Quello che a me è sempre pesato in tutti gli aspetti della vita sociale è l'ambiguità, la famosa distanza tra il dire e il fare. Che è una terribile conseguenza del fascismo ed è proliferato senza misura.
Sul piano personale si può decidere come si vuole essere e di chi si vuole avere fiducia.
Ma il problema è sul piano sociale e su quello delle strutture. Devono esistere strutture di controllo democratico, che permettano il confronto di posizioni diverse, posizioni che devono avere effetto diretto sull'agire. Non può essere solo la stampa, o i partiti, o i "movimenti" il luogo il cui esprimere la propria posizione. La loro funzione è quella di esprimere, non di agire.
Le strutture di controllo democratico dovrebbero cominciare dal basso, perché è lì che ci si allena alla prassi della democrazia. Al processo di prendere decisioni, al compromesso, alla pluralità, alle conseguenze del proprio operare sugli altri. Dovrebbero esistere anche nelle associazioni, nella scuola appunto, nelle strutture di lavoro, dappertutto.
Questo secondo me manca, anzi credo che si sia sgretolato sempre più nei decenni. O forse insieme al muro di Berlino. Oppure ci abbiamo rinunciato? Per evitare conflitti. Per semplificare le cose. Per mille motivi. Non lo so, dovrei fare una ricerca più approfondita.

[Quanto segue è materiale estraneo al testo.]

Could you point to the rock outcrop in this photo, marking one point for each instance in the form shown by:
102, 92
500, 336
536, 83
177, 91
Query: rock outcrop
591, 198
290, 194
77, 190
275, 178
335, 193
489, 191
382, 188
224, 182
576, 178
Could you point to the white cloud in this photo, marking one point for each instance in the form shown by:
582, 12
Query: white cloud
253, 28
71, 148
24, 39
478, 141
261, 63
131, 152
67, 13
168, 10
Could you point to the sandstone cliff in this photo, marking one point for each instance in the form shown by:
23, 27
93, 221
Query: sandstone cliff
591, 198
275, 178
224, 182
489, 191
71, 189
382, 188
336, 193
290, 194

La mia opinione è che un dirigente (o un suo gruppo di lavoro) può fare delle proposte, anche sbagliate. Ma deve renderne conto, prima o dopo. Non solo al proprio superiore; anche agli organi che sottostanno, visto che siamo in una democrazia; i cui membri non possono essere mai al 100% d'accordo.
Non possiamo perdere questa fiducia. Non dobbiamo. Sarebbe già un'adesione al fascismo.

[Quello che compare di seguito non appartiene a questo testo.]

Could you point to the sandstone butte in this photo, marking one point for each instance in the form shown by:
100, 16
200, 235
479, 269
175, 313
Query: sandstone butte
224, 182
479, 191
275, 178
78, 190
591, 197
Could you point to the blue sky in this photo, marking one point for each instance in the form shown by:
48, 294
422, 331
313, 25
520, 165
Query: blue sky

E' vero che gli organi di controllo democratico funzionano male, a volte sono svuotati della loro funzione, è anche vero che la nostra società ha perso già la dimensione democratica per sfiducia, per convinzione, per immobilità, per individualismo, ma lo stesso:
la democrazia non è fatta da brave persone, da persone in gamba, da persone che pensano al benessere di tutti. La democrazia è un SISTEMA di governo, un sistema complesso che non si eredita. Forse abbiamo perso l'allenamento, dobbiamo solo ricominciare. Non seguendo il "maestro" di turno, quello che ha qualcosa da dire. Ma mettendoci in gioco, ognuno di noi. Sbagliando e riprovando. Vivendo sulla propria pelle che decidere per altri e con altri non è semplice, che si sbaglia ma si impara, che il pragmatismo e l'idealismo devono convivere.
Un articolo molto interessante e purtroppo c'è da dire che parlare di istruzione dovrebbe essere un argomento da trattare da tutti perché tocca le basi di ogni società . Tutti ci lamentiamo della bassa formazione e del fatto che le nuove generazioni ( ma anche le vecchie) non hanno una preparazione e non hanno conoscenza della storia . Nell'articolo c'è un passaggio dedicato proprio alle modalità di presentazione della storia e soprattutto della storia d'italia da cui traspare l'importanza dell'approccio del metodo da utilizzare nella scuola primaria. È lì che parte la formazione e l'approccio delle menti giovani. Non possono essere solo cronologia di date ed eventi ma anche "morale costituzionale " nel senso che vanno ribaditi i principi fondanti di un popolo o di tante popolazioni che sono unite in unica nazione ed oggi anche il valore aggiunto di essere parte di una comunità più grande l'Europa. Occorre ricordare quello siamo stati :piccoli e litigiosi.
Purtroppo non bastano le linee guida, ci sono i testi e quindi un'editoria che va per conto suo. C'è, quindi, la questione della validità dei contenuti la scelta dei testi e la variabile indipendente degli insegnanti.
Credo che la conoscenza della storia " raccontata" in modo semplice ma coinvolgente potrebbe preparare ad affrontare con spirito critico o almeno con attenzione la vita quotidiana fatta di relazioni continue che meritano il rispetto di tutti.